Мы переходили от метки к метке, от прутика к прутику, подбирали семена и клали их в бумажные мешочки — семена нельзя класть в нейлон, они в нем плесневеют, — и внутрь мешочков вкладывали записки с названиями. Дедушка Зеев узнавал семена и плоды всех растений с той же легкостью, с какой узнавал их цветы, но делал это так, чтобы и мы учились и узнавали. Иногда он даже устраивал нам викторины — раскладывал на столе разные семена и требовал, чтобы мы называли, к каким растениям они относятся: лилово-коричневые семена цикламена, которые, даже высохнув, сохраняли следы аромата, и семена анемона, завернутые в пух, который разносит их по ветру, и семена лютика, этакие золотистые крошки, которые нужно помять между ладонями, чтобы отделить от конца стебля, и желтовато-скользкие семена голубого василька, которые выскакивают из сухого плода, когда его сжимают между пальцами, и семена льна, тоже скользкие и маслянистые, но меньше и темнее, и семена морского лука, похожие на мелкие черные крошки. И как отличить семена мака от семян львиного зева, семена шафрана от семян гладиолуса и агростемму обыкновенную от агростеммы изящной, семена которых почти одинаковы, хотя у второй — ядовиты.
В конце такого похода по вади мы возвращались к дедушкиному большому харуву, который каждый раз заново удивлял нас тем, какой он большой, густой и зеленый, усаживались поесть в его тени, и дедушка Зеев объяснял нам, что в природе большое значение имеют случай и удача.

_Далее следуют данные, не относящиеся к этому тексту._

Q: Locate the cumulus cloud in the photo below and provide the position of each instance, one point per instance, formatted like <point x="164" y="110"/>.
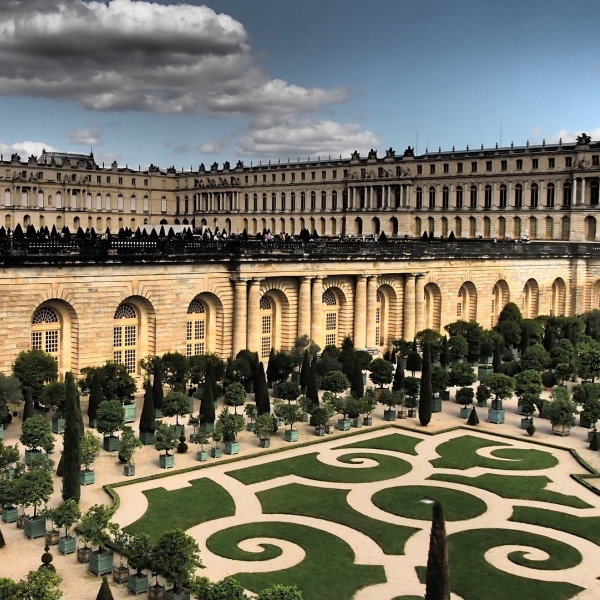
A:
<point x="138" y="55"/>
<point x="85" y="137"/>
<point x="294" y="138"/>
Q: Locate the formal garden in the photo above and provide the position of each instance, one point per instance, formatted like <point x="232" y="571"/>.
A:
<point x="291" y="479"/>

Слой земли на горе очень тонкий и скудный, порой — всего несколько сантиметров толщины, а под ним — меловые скалы. Но этому харуву подыграл случай — так он сказал, — и он пророс в хорошем месте, в глубокой земле, а русло вади доставляло ему много воды и каждый зиму прибавляло еще немного земли. Большие скалы вокруг него не подпускали к нему коров и крапиву, которые имеют обыкновение собираться под такими большими харувами и оставлять большие кучи навоза на земле и жгучие пузыри на коже. Дедушка Зеев говорил, что только в мошавах и кибуцах думают, будто у коровьего навоза хороший запах, и даже прославляют его в песнях. У нас в поселке выросли настоящие крестьяне, и они хорошо знают, что всякое дерьмо воняет, даже если это навоз социалистических телят и сионистских коров.
Мы нередко находили там окурки, золу костра, следы незваных гостей. Довик сердился: «Кто им разрешил сидеть под нашим харувом?!» Но дедушка Зеев проявлял в таких случаях неожиданную снисходительность: они, вероятно, не знали, что этот харув наш, говорил он и даже похваливал костры этих неизвестных людей за то, что они маленькие, аккуратные и разложены точно на остатках своих предшественников. Это говорит о том, что эти люди в полном порядке, выносил он свой приговор и добавлял, что харув принадлежит не только нам и им, но также птицам, в нем живущим, и муравьям и козам, которые едят его плоды, и даже змеям и ящерицам, живущим между скал в его тени.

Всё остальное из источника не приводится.